Attorney General approves of Greenetrack operation

Published 12:00 am Thursday, December 2, 2004

After months of research Alabama State Attorney General Troy King was finally ready to reveal his findings concerning illegal gambling in Alabama Wednesday morning. After receiving several complaints from individuals and groups King and his staff began a review of gambling facilities beginning on July 2. During the review, King toured several facilities across the state and on Wednesday he was ready to make his findings known.

The announcement was especially important for Greenetrack, whose electronic bingo machines had come under question. The news was mostly good for the local facility as Greenetrack was found to be operating under the law. King found that most of Greenetrack’s machines did indeed operate under Amendment 743 relating to Greene County and stating games that are depicted on a video console can still be bingo-albeit a technologically advanced form of bingo-but bingo nonetheless.

The Attorney General, who personally visited the gambling halls at the Greene county dog track, said some machines were not completely legal because they are not based on a traditional bingo grid that is five squares wide and five squares tall.

King said the track would have a reasonable amount of time to replace or reprogram the machines to comply with his definition of what is allowed in Alabama.

King said while most machines were within the law, but he would continue to monitor the situation closely.

Before revealing his findings King let it be known he did not approve of gaming of any sort and did not believe it was the answer to funding issues.

Kings opening remarks drew praise from Christian Coalition of Alabama President John Giles.

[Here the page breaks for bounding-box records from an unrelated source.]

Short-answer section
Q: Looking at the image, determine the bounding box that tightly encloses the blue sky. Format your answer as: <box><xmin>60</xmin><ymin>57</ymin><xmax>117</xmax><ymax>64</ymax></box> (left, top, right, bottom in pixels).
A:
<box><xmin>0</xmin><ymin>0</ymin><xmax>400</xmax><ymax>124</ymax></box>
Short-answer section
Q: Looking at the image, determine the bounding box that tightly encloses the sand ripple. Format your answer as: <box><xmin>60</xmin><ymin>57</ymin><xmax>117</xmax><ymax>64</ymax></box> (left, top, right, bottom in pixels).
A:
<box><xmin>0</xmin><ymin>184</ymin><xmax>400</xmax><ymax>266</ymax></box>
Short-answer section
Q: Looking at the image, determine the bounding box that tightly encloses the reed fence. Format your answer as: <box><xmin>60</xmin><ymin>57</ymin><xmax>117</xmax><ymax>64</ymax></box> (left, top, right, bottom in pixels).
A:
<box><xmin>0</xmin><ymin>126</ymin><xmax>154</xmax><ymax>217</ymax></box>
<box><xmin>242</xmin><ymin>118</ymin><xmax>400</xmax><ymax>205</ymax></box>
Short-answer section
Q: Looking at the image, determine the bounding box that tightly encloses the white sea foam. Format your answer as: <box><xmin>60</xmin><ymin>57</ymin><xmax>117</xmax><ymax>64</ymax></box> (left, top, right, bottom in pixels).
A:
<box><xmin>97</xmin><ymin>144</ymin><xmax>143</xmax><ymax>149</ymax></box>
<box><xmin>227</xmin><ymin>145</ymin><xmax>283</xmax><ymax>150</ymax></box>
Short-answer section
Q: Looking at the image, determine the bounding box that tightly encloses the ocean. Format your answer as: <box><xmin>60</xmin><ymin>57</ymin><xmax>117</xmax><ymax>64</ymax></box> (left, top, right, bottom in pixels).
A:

Greenetrack released a statement Wednesday afternoon saying they were pleased with the overall findings by the Attorney General. The statement read:

King said his announcement was just a small piece to the puzzle. He said as long as there is illegal gambling in Alabama he would continue to search for a solution. King said the Attorney General’s office planned to work closely with local, state and federal authorities to ensure that in the future, the machines being played in these facilities are of the type commonly known as bingo and no other.

The key argument against electronic bingo machines has been that they were not bingo at all. However, the language in state laws has been worded very carefully to see that bingo machines do indeed follow the rules.